EvidentlyAIDataProfiler

The EvidentlyAIDataProfiler class is a Python class that allows for profiling and comparing data using the EvidentlyAI library. It is a subclass of the BaseDataProfiler class.

Configuration

Required Configuration

The EvidentlyAI data profiler requires the following configuration:

  • local_dir: Location of a local directory to output files generated by this component.

Optional Configuration

The EvidentlyAI data profiler has no optional configuration.

Default Configuration

The EvidentlyAI data profiler uses the following optional configuration:

  • evidentlyai_profile_report_name: The file name of the generated report. Defaults to EVIDENTLYAI_DATA_PROFILE_REPORT.HTML.
  • evidentlyai_comparison_report_name: The file name of the generated report.

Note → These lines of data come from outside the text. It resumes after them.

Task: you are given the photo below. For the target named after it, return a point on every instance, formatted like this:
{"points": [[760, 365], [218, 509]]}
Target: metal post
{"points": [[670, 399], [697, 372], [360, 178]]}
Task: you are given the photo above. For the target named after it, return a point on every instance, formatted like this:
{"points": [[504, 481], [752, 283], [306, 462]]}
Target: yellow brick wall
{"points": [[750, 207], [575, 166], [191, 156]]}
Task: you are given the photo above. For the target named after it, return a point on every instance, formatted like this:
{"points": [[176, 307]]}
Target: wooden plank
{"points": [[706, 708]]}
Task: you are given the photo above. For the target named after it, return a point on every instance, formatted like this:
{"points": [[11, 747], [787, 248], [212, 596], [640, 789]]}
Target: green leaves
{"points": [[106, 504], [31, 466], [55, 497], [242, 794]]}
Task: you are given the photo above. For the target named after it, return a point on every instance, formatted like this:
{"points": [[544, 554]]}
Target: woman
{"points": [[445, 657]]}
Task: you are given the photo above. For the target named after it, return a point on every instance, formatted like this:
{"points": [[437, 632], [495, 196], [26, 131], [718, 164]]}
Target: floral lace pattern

Defaults to EVIDENTLYAI_DATA_COMPARISON_REPORT.HTML.

Methods

profile_data

Profiles data using EvidentlyAI.

profile_data(data, *args, **kwargs)

Parameters

  • data (pd.DataFrame): A pandas DataFrame containing the data to be profiled.

Returns

  • data_report (object): A Python object representing the generated report.
  • file_path (string): The file path of the exported report.

compare_data

Produces a data drift report between two data sets using EvidentlyAI.

compare_data(data, prev_data, *args, **kwargs)

Parameters

  • data (pd.DataFrame): A pandas DataFrame containing the "current" data.
  • prev_data (pd.DataFrame): A pandas DataFrame containing the "historical" data.

Returns

  • data_report (object): A Python object representing the generated report.
  • file_path (string): The file path of the exported report.

Usage

Here is an example of how to use the EvidentlyAIDataProfiler class:

import pandas as pd
from utils import error_handler, log_execution
from evidently import Report, DataQualityPreset, DataDriftPreset
from EvidentlyAIDataProfiler import EvidentlyAIDataProfiler

# Create an instance of the EvidentlyAIDataProfiler class
profiler = EvidentlyAIDataProfiler()

# Assuming you have data stored in a pandas DataFrame
data = pd.DataFrame(...)

# Profile the data using EvidentlyAI
data_report, file_path = profiler.profile_data(data)

# Compare the data to a previous version
prev_data = pd.DataFrame(...)
data_report, file_path = profiler.compare_data(data, prev_data)